Feral Finster's avatar

This would require the Russian leadership to be infinitely more aggressive and decisive than they have been to date.

No-t to mention, the war has been popular because they average frustrated Russian has not been asked to sacrifice much. The leadership would have to now ask for something very different.

GM's avatar

It's not "theoretically", Russia is catastrophically losing the war, and precisely because NATO is allowed total freedom of action

Archie1954's avatar

"Catastropically"? Where have you been for the last 5 or 6 years?

GM's avatar

Carefully following events.

Where have *you* been?

Desmondo's avatar

Your opinion is not held by many of the most informed period in the alt media sphere. It is however shared by all those who eat propaganda for breakfast and have their opinions feed to them by mainstream Western media. Why is that?

GM's avatar

Maybe the people in the alt media sphere aren't as informed as you think, has it ever occurred to you?

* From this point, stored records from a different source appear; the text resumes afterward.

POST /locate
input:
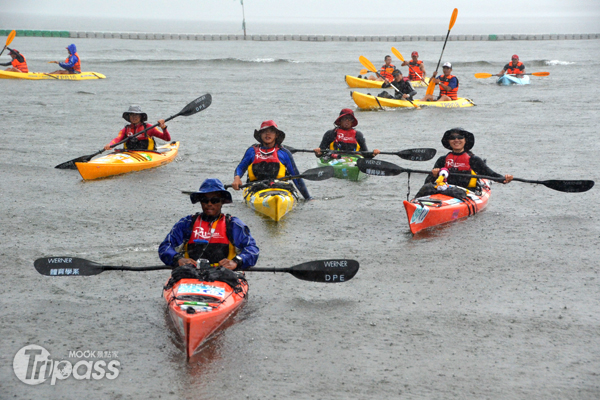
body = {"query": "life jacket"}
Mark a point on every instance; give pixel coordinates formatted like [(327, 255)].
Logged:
[(210, 240), (414, 68), (20, 65), (460, 163), (452, 93), (77, 66), (141, 142), (266, 164), (386, 72), (515, 69), (345, 140)]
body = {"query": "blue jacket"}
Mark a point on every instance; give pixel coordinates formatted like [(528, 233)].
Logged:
[(285, 157), (182, 231)]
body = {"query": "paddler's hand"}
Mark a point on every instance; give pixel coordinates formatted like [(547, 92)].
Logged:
[(237, 182)]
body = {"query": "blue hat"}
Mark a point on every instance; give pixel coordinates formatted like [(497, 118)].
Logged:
[(211, 185)]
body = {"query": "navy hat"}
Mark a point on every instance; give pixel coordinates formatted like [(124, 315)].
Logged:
[(469, 138), (211, 185)]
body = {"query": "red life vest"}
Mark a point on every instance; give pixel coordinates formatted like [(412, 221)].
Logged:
[(266, 164), (515, 69), (414, 68), (345, 140), (452, 93), (460, 163), (210, 240), (141, 142), (20, 65), (386, 72)]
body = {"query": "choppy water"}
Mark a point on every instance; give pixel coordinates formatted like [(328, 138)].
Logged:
[(501, 305)]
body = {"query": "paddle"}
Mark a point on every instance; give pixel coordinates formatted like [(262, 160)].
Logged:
[(383, 168), (399, 55), (431, 86), (192, 108), (482, 75), (327, 271), (9, 39), (424, 154), (369, 65)]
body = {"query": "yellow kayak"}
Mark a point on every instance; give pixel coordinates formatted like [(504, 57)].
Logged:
[(355, 82), (42, 75), (274, 203), (123, 162), (369, 102)]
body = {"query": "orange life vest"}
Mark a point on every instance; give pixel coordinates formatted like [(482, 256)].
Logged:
[(452, 93)]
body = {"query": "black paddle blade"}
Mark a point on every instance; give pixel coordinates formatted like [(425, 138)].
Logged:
[(66, 266), (417, 154), (377, 167)]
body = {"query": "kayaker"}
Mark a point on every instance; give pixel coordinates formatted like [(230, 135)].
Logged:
[(385, 71), (344, 137), (72, 65), (416, 69), (403, 90), (268, 160), (18, 63), (137, 120), (448, 85), (514, 67), (460, 159), (220, 238)]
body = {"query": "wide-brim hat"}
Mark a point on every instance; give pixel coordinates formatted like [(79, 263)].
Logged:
[(343, 113), (269, 124), (469, 138), (211, 185), (135, 110)]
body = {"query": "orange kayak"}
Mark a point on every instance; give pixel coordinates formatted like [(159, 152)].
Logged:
[(438, 209), (122, 162), (199, 308)]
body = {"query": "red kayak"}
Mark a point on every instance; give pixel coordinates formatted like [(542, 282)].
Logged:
[(437, 209)]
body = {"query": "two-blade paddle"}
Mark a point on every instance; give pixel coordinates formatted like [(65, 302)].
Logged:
[(383, 168), (9, 39), (369, 65), (431, 86), (424, 154), (483, 75), (327, 271), (201, 103)]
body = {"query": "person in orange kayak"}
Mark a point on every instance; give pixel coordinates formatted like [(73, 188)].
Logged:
[(268, 160), (18, 63), (460, 159), (448, 85), (221, 239), (344, 137), (72, 65), (514, 67), (137, 123), (416, 69)]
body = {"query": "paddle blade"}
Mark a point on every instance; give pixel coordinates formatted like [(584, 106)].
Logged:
[(378, 167), (66, 266), (417, 154)]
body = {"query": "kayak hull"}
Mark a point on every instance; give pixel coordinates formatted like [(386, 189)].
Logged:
[(437, 209), (36, 76), (369, 102), (507, 80), (355, 82), (195, 328), (273, 203), (127, 161), (344, 167)]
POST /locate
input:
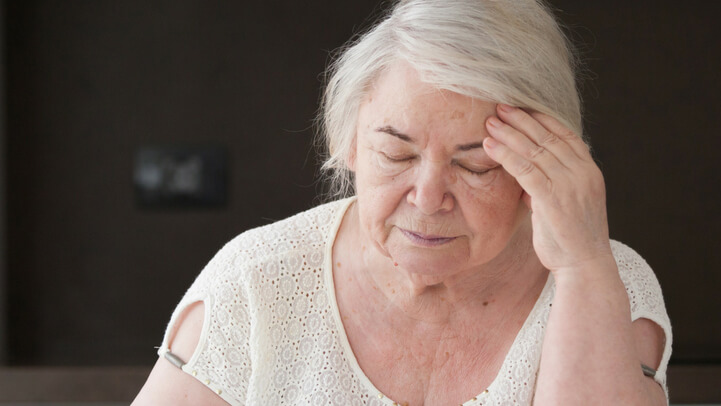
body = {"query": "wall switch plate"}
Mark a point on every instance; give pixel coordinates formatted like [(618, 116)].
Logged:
[(180, 176)]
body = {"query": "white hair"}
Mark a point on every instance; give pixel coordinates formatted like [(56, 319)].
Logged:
[(502, 51)]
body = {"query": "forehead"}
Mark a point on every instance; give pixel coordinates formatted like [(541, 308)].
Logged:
[(400, 94)]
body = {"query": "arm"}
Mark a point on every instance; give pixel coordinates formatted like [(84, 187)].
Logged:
[(591, 348), (168, 384), (592, 352)]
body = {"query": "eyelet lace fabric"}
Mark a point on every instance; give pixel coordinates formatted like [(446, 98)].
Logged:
[(272, 333)]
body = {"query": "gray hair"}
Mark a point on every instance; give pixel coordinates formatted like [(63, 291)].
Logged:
[(502, 51)]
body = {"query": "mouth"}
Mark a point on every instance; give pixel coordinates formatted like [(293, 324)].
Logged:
[(426, 240)]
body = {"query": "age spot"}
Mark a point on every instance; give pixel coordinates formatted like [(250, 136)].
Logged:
[(457, 115)]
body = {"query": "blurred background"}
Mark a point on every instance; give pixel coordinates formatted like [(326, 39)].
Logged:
[(108, 109)]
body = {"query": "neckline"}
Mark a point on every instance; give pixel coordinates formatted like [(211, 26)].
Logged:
[(345, 343)]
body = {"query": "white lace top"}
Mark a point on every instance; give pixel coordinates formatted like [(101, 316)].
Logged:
[(272, 333)]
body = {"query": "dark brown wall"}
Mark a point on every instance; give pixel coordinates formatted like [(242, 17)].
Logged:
[(93, 279)]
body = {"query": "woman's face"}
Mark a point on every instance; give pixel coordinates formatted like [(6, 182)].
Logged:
[(428, 195)]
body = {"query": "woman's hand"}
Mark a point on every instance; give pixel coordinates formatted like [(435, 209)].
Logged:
[(563, 187)]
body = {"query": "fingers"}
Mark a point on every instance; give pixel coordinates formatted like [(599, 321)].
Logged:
[(533, 181), (546, 132), (572, 139), (536, 149)]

Who has had a better track record in predicitng the course of events? That is all that matters.

Is it the people who back in mid-2022 were confidently telling you that Ukraine is finished and all that remains is the mopping up, and then for years kept telling you that Ukraine is going to collapse in the next few months?

Or is it the likes of Strelkov?

Speaking of Strelkov, who is better informed about things? Various Westerners or the guy who started the war back in 2014?

Victor's avatar

Without the political and military support from Kiev Odessa will fall as the Europeans will not be able to defend it.

Kennewick Man's avatar

Yes, that is correct. If Russia has the hardware and develops the will to pull a Gaza on half of Kiev that would likely collapse the Ukraine opposition just by sending millions of refugees all over the country. I can hardly see Putin doing this.

Victor's avatar

Or do a many have suggested in the past - take Odessa and wall off the doors to Romania and Poland, thus isolating the regime from support.

John Galtsky's avatar

"I can hardly see Putin doing this."

You're right. Putin is a decent man who does not wage war via mass war crimes against civilians like the US and Israel do.

Anna's avatar
Apr 17Edited

Better leave Kiev stand alone - too many historical treasures.

Odessa is different.

Russia has enormous borders, and the zionized west is desperate to salvage the Mackinder plan - in vain.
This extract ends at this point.